The study, prepared by Colorado-based Agapito Associates, proposes an underground mine in the Lower Phosphate zone could produce 900,000 tonnes of saleable concentrate a year over 19 years. In comparison, the March 2012 prefeasibility study predicted annual production of 800,000 tonnes over 14 years.

Paris Hills’ after-tax net present value (NPV) has doubled to US$360 million, using an 8% discount, while the after-tax internal rate of return (IRR) has jumped to 40.2% from 27%.  

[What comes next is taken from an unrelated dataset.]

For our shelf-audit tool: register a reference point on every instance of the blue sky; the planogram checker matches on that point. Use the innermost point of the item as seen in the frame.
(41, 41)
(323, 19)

“We knew it was a high-quality project and now we can demonstrate that,” says Mark Ashcroft, the company’s president and CEO. “I mean it’s probably a bit unique in the world, with an internal rate of return after tax of better than forty percent. You don’t see a lot of projects like that. So it just brings additional credibility to the management team and demonstrates we can execute.”

Wayne Cheveldayoff, the company’s vice-president of investor relations, explains the improved economics resulted from several factors, including a 67% increase in reserves, lower initial costs and operating expenditures, and slightly higher assumed phosphate prices.  

Initial costs to get Paris Hills to commercial production are slated at US$121 million, down from last year’s US$149-million estimate.

“That’s a pretty do-able number,” says Ashcroft, noting the junior aims to raise that amount through a mix of debt, leasing and equity.

However, anticipated capital to sustain the mine has increased 49% to US$134 million, bringing the total capital expenditures to US$255 million, up US$16 million.

Commenting on the higher capex, Ashcroft says that the junior has added five years of mine life. He points out if the total capital is divided by reserves; the cost per tonne equals US$15.25. That’s US$9-per-tonne lower than before due to the 67%-growth in reserves.  

The Lower Phosphate zone contains reserves of 16.7 million tonnes grading 29.5% phosphorus pentoxide (P2O5), up from 10 million tonnes at a similar grade. The new reserve is based on 39 exploration holes drilled on the property, while the earlier estimate was derived from 33 holes.     

Stonegate highlights the mined material will be “concentrate-quality” and ready for shipping, saving the company capital and operating costs related to processing.

The project’s total operating costs have dropped 5% to US$69.5, while assumed average product price is up 3% to US$165 per tonne (FOB mine site).

With the feasibility completed, Stonegate could now focus on permitting. It expects to receive all key permits by the fourth quarter of 2014, with mine production to follow by year-end 2014.

Unlike many commodities, the price of phosphate rock concentrate hasn’t dropped, but has remained flat, with significant supply concerns given Syria’s production is off track, says Ashcroft. “The United States is a net importer, they need new products and that is why our project is actually very important to the phosphate industry.”